After going from enemies to reluctant allies last time out, New Empire opens with the titular Titans at a begrudging peace – Kong is adventuring down in the Hollow Earth wilds while Godzilla battles hostile beasts on the surface world in between naps in which he curls up in the Roman Colosseum like a big scaly cat. Of course, though, a new threat emerges in the form of the Scar King – another colossal ape who lives secretly in an even Hollow-er Earth beneath the regular Hollow Earth and sadistically maintains control of an entire giant-ape society that Kong ends up stumbling upon.
The Scar King is a genuinely compelling villain even before he unleashes the giant ice-dragon thing he has chained up in his lava dungeon upon the denizens of Rio de Janeiro (New Empire happily hops across the globe, destroying cities and landmarks with reckless abandon). Without any words, his evil is visible, way more of a schemer than any of the previous, more purely animalistic, baddies this series has presented the Titans with. His rivalry with Kong hits home, sensational effects lending all the big apes (even the Scrappy Doo-esque kid one that becomes Kong’s sidekick) a real expressiveness.
If this loving attention to Kong-detail does leave Godzilla noticeably playing second fiddle, it’s a worthy trade-off, and the big lizard still gets some real fun fights. Wingard keeps the thunderous weight of his Titan cast mostly intact even as he pulls from some videogame-y inspirations to keep the battles faster and more fluid than ever before. It’s frequently a real technical marvel, even if the awe-inspiring sense of scale and grandeur that Gareth Edwards opened this series with back in 2014 is now almost entirely absent.

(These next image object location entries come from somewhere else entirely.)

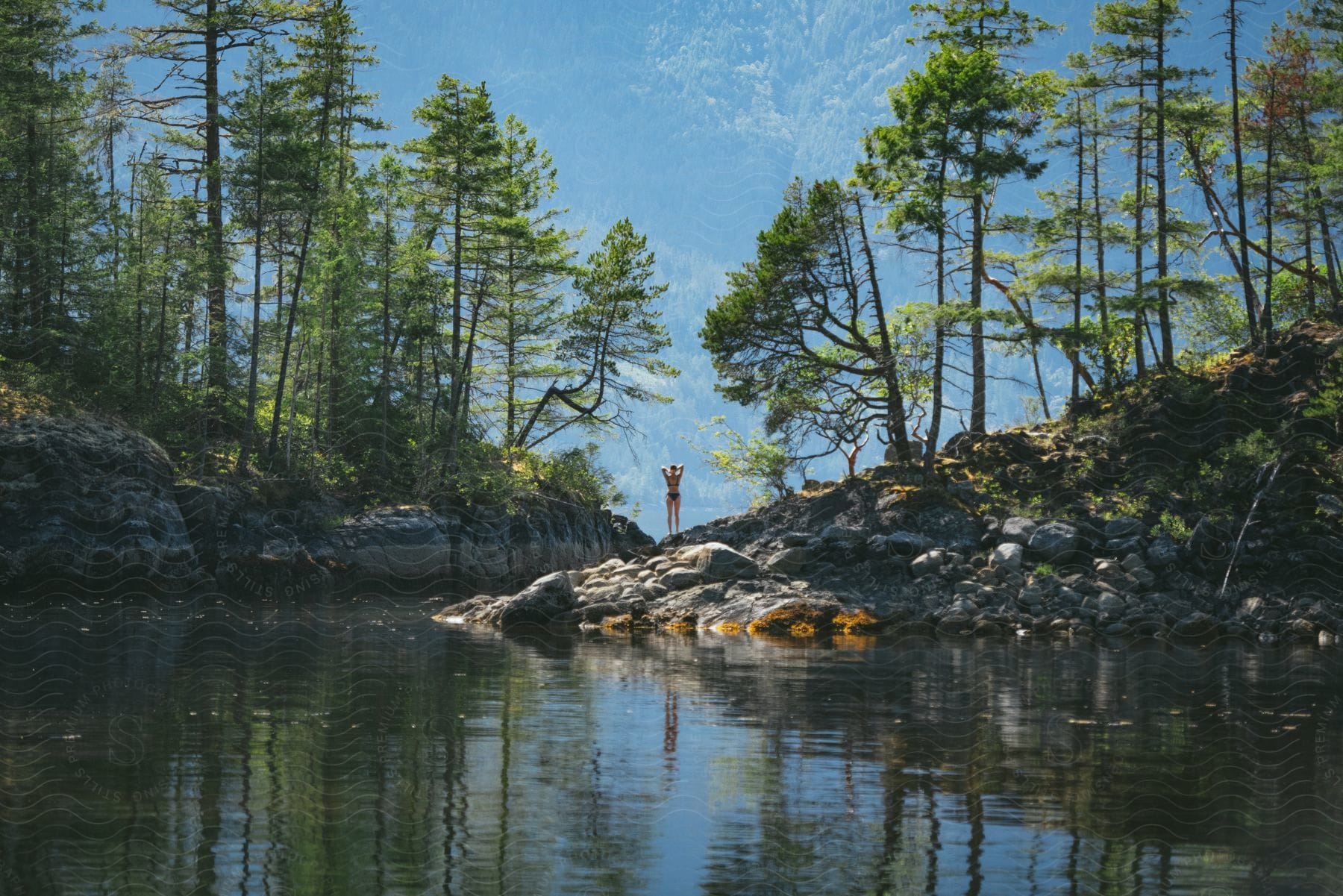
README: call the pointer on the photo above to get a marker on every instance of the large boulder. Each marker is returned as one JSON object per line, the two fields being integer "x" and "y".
{"x": 908, "y": 545}
{"x": 1056, "y": 542}
{"x": 396, "y": 543}
{"x": 1018, "y": 530}
{"x": 1007, "y": 557}
{"x": 790, "y": 560}
{"x": 716, "y": 562}
{"x": 539, "y": 604}
{"x": 87, "y": 503}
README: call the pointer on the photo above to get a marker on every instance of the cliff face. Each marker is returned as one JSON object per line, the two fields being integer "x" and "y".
{"x": 87, "y": 503}
{"x": 92, "y": 505}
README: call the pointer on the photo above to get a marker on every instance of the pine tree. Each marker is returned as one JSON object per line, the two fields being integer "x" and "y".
{"x": 530, "y": 260}
{"x": 997, "y": 112}
{"x": 196, "y": 42}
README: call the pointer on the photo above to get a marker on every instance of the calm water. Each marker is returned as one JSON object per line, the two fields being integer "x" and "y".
{"x": 206, "y": 746}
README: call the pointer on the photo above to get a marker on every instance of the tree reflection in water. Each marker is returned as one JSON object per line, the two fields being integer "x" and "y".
{"x": 204, "y": 746}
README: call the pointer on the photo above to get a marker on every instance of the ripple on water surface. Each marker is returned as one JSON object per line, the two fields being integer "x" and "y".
{"x": 206, "y": 746}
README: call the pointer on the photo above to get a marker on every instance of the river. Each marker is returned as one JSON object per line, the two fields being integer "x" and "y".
{"x": 352, "y": 746}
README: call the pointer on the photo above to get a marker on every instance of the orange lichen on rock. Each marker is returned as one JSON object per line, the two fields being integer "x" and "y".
{"x": 797, "y": 619}
{"x": 857, "y": 622}
{"x": 626, "y": 622}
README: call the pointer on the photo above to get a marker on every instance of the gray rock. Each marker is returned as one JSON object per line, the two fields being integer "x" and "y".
{"x": 1107, "y": 604}
{"x": 1054, "y": 542}
{"x": 1007, "y": 557}
{"x": 1329, "y": 505}
{"x": 716, "y": 562}
{"x": 962, "y": 606}
{"x": 1030, "y": 597}
{"x": 926, "y": 563}
{"x": 1123, "y": 527}
{"x": 1210, "y": 540}
{"x": 836, "y": 532}
{"x": 1195, "y": 625}
{"x": 790, "y": 560}
{"x": 1121, "y": 547}
{"x": 90, "y": 503}
{"x": 1020, "y": 530}
{"x": 908, "y": 545}
{"x": 1162, "y": 552}
{"x": 537, "y": 604}
{"x": 678, "y": 578}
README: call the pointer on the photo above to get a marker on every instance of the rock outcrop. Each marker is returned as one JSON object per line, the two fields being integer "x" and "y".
{"x": 93, "y": 505}
{"x": 87, "y": 504}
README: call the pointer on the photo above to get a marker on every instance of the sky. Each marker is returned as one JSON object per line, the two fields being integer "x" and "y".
{"x": 691, "y": 117}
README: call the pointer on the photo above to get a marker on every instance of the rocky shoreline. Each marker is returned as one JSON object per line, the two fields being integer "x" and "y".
{"x": 93, "y": 507}
{"x": 896, "y": 552}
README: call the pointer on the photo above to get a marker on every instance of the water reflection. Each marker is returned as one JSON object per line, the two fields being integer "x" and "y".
{"x": 355, "y": 748}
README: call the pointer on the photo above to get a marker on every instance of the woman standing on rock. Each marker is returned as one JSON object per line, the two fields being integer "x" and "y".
{"x": 673, "y": 477}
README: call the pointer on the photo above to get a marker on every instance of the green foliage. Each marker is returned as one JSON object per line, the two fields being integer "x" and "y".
{"x": 757, "y": 461}
{"x": 1173, "y": 525}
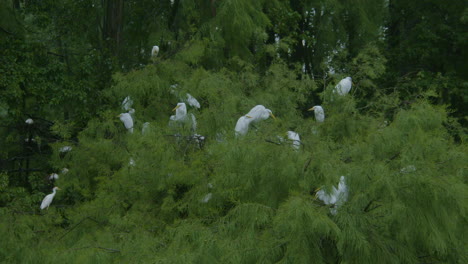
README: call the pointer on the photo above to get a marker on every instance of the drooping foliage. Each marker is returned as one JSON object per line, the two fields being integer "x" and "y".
{"x": 163, "y": 195}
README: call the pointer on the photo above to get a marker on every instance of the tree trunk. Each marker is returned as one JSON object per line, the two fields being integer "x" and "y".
{"x": 113, "y": 20}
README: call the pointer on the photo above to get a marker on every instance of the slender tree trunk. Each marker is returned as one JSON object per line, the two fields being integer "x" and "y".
{"x": 113, "y": 20}
{"x": 16, "y": 4}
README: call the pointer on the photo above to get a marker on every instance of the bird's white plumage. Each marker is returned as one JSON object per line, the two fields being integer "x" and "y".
{"x": 207, "y": 198}
{"x": 127, "y": 103}
{"x": 260, "y": 113}
{"x": 296, "y": 140}
{"x": 319, "y": 113}
{"x": 337, "y": 196}
{"x": 53, "y": 176}
{"x": 344, "y": 86}
{"x": 48, "y": 199}
{"x": 192, "y": 101}
{"x": 65, "y": 149}
{"x": 242, "y": 125}
{"x": 182, "y": 117}
{"x": 127, "y": 120}
{"x": 154, "y": 51}
{"x": 145, "y": 128}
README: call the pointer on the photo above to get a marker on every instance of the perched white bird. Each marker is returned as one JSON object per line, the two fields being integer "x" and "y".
{"x": 294, "y": 137}
{"x": 188, "y": 98}
{"x": 53, "y": 176}
{"x": 145, "y": 128}
{"x": 259, "y": 113}
{"x": 127, "y": 119}
{"x": 131, "y": 111}
{"x": 242, "y": 126}
{"x": 48, "y": 199}
{"x": 65, "y": 149}
{"x": 192, "y": 101}
{"x": 319, "y": 113}
{"x": 182, "y": 117}
{"x": 127, "y": 103}
{"x": 207, "y": 198}
{"x": 344, "y": 86}
{"x": 154, "y": 51}
{"x": 337, "y": 196}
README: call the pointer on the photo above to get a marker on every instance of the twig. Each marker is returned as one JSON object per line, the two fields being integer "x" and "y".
{"x": 79, "y": 223}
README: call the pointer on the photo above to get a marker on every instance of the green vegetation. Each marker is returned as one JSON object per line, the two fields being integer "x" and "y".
{"x": 399, "y": 137}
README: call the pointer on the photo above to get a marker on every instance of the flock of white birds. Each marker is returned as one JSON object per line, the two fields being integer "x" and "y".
{"x": 259, "y": 113}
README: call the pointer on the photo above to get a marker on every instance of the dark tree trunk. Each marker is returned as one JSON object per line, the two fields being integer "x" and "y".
{"x": 113, "y": 20}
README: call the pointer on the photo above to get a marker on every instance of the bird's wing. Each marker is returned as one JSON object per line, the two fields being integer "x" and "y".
{"x": 128, "y": 122}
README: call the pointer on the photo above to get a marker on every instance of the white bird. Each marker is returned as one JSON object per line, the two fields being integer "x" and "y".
{"x": 337, "y": 196}
{"x": 182, "y": 117}
{"x": 127, "y": 103}
{"x": 48, "y": 199}
{"x": 294, "y": 137}
{"x": 65, "y": 149}
{"x": 319, "y": 113}
{"x": 53, "y": 176}
{"x": 207, "y": 198}
{"x": 127, "y": 119}
{"x": 131, "y": 111}
{"x": 188, "y": 98}
{"x": 192, "y": 101}
{"x": 259, "y": 113}
{"x": 154, "y": 51}
{"x": 242, "y": 125}
{"x": 145, "y": 128}
{"x": 344, "y": 86}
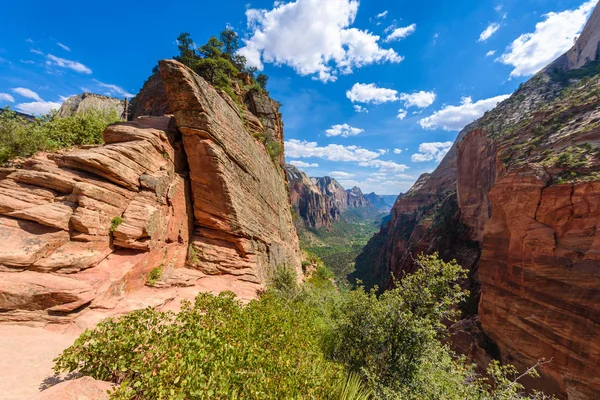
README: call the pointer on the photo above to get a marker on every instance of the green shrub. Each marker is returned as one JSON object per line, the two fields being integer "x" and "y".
{"x": 214, "y": 349}
{"x": 21, "y": 138}
{"x": 114, "y": 223}
{"x": 284, "y": 280}
{"x": 154, "y": 275}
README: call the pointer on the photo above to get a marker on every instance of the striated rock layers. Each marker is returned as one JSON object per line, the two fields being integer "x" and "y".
{"x": 90, "y": 101}
{"x": 192, "y": 194}
{"x": 316, "y": 209}
{"x": 321, "y": 201}
{"x": 242, "y": 213}
{"x": 517, "y": 201}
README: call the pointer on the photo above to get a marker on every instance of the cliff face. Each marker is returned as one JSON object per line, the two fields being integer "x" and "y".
{"x": 194, "y": 195}
{"x": 321, "y": 201}
{"x": 315, "y": 209}
{"x": 242, "y": 212}
{"x": 356, "y": 199}
{"x": 89, "y": 101}
{"x": 516, "y": 201}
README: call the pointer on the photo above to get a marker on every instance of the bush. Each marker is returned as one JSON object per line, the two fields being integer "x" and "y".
{"x": 214, "y": 349}
{"x": 22, "y": 138}
{"x": 309, "y": 342}
{"x": 154, "y": 276}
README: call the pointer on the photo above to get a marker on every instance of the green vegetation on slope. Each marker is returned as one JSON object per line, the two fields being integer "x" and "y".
{"x": 23, "y": 138}
{"x": 309, "y": 342}
{"x": 339, "y": 245}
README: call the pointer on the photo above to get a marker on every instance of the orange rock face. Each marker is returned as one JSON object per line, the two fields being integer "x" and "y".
{"x": 540, "y": 277}
{"x": 193, "y": 195}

It’s important that the monster stuff is as good as it is, because the human side of proceedings remains dismal. With the exception of franchise newcomer Dan Stevens, who does manage to leave a solid impression as Titan vet Trapper, the cast here are in a mode you’d struggle to even call autopilot. Returning stars Rebecca Hall and Brian Tyree Henry (please, please Hollywood, give this man the roles he deserves) rattle through their dull exposition and awful jokes with a real sense of grim obligation and everyone else is just instantly forgettable, almost all dialogue scenes suck the air out of the film completely.
It’s not really a dealbreaker, as the humans are decidedly *not* the star attractions here, but it would have been nice to see the rest of the cast join Stevens, who is rocking an accent that you might generously call Super Hans-esque, in embracing the schlocky B-movie vibes and having actual fun with it. Given the financial success that New Empire has already enjoyed, another sequel is inevitable – let’s hope that one has the guts to go full silent movie slapstick with the title stars and ditch the feeble human race altogether.